“We are here today to provide for him what was not provided for him 70 years ago, a Mass of Christian burial,” said Bishop Carl A. Kemme during the funeral Mass on Wednesday, Sept. 29, in Park City, Kansas. “And, though we are all praying for his intercession, we must nevertheless pray for his repose as we do for all the dead. This is our Christian duty as we bring him to his new place of rest.” / Beloit St John's Media
Wichita, Kan., Sep 30, 2021 / 11:12 am (CNA).

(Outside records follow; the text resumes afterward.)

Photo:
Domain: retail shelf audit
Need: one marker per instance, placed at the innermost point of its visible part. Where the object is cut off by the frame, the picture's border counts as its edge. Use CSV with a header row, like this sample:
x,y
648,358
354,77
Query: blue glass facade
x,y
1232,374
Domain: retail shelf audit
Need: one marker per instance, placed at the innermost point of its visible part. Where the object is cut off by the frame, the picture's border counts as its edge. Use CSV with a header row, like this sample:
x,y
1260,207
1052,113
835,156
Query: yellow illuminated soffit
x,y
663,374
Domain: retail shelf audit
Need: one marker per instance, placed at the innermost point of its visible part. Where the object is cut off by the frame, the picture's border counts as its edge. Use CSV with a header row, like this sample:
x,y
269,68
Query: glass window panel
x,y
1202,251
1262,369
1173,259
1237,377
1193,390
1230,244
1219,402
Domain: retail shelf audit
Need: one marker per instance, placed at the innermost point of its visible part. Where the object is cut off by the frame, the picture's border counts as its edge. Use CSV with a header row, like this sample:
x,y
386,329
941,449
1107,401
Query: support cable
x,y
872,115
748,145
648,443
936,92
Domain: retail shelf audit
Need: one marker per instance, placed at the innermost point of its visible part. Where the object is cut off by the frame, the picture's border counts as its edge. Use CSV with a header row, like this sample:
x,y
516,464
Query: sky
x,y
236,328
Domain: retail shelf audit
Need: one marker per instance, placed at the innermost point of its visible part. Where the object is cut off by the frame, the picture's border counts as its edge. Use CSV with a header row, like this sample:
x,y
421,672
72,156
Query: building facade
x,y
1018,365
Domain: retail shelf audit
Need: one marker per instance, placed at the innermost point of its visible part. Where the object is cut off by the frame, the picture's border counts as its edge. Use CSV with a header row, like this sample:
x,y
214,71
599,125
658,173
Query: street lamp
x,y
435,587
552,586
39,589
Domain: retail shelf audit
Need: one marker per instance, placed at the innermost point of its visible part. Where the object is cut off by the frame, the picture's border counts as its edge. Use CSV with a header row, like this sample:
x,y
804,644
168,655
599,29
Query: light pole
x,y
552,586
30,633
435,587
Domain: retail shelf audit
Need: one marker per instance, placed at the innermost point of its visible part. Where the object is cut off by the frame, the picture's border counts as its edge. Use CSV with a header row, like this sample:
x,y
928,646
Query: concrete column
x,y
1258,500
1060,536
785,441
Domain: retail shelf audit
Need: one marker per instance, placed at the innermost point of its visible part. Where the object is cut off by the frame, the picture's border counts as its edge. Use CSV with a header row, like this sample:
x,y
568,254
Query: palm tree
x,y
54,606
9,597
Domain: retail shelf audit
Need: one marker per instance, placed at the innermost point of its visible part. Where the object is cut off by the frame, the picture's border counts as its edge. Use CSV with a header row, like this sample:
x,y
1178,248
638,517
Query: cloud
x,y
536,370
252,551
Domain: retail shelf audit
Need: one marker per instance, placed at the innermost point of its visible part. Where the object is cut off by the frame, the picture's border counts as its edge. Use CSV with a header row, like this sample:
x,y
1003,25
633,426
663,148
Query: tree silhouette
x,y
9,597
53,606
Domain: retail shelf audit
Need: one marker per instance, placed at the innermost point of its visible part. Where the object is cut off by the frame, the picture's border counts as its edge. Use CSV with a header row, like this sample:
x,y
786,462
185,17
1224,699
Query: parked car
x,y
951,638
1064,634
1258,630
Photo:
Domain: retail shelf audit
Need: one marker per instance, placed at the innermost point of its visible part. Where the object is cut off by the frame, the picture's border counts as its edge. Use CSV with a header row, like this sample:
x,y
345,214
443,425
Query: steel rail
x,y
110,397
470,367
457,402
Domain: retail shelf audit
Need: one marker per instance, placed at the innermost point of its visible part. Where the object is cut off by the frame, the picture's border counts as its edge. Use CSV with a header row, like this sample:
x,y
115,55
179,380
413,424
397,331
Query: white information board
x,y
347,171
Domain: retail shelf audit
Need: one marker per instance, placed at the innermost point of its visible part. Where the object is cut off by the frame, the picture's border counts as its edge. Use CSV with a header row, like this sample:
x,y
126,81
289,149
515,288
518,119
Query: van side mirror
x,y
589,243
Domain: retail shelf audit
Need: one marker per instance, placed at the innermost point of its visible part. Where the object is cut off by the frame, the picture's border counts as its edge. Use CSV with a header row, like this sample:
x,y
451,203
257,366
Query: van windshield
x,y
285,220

On Wednesday, the Diocese of Wichita held a funeral Mass and procession honoring Servant of God Emil Kapaun at the Hartman Arena in Park City, Kansas. Bishop Carl A. Kemme delivered the homily, in which he recognized Father Kapaun’s willingness to “lay down one’s life for one’s friends.”
Father Kapaun died May 23, 1951, in a prison camp at age 35 during the Korean War. He was named a Servant of God in 1993, and his cause for canonization was opened in 2008.
“In those last months, weeks and days, he would go at night among the huts of wounded, sick and depressed soldiers to do whatever he could to lift their spirits,” Bishop Kemme said. “He would lead them in prayer, tell a joke, sing a song, pick lice of their bodies, boil water to give them a drink of clean water to ward off dysentery, give them some meager amounts of food he had somehow managed to get, even by stealing, in short, to do whatever he could to bring light to those who entered into a darkness few of us can imagine.”
A procession carrying Father Kapaun’s remains followed the funeral Mass, ending at Wichita’s Cathedral of the Immaculate Conception, where the faithful will be able to visit his tomb beginning Thursday.
“He was a missionary disciple of hope and that hope indubitably kept many of those men alive,” Bishop Kemme said.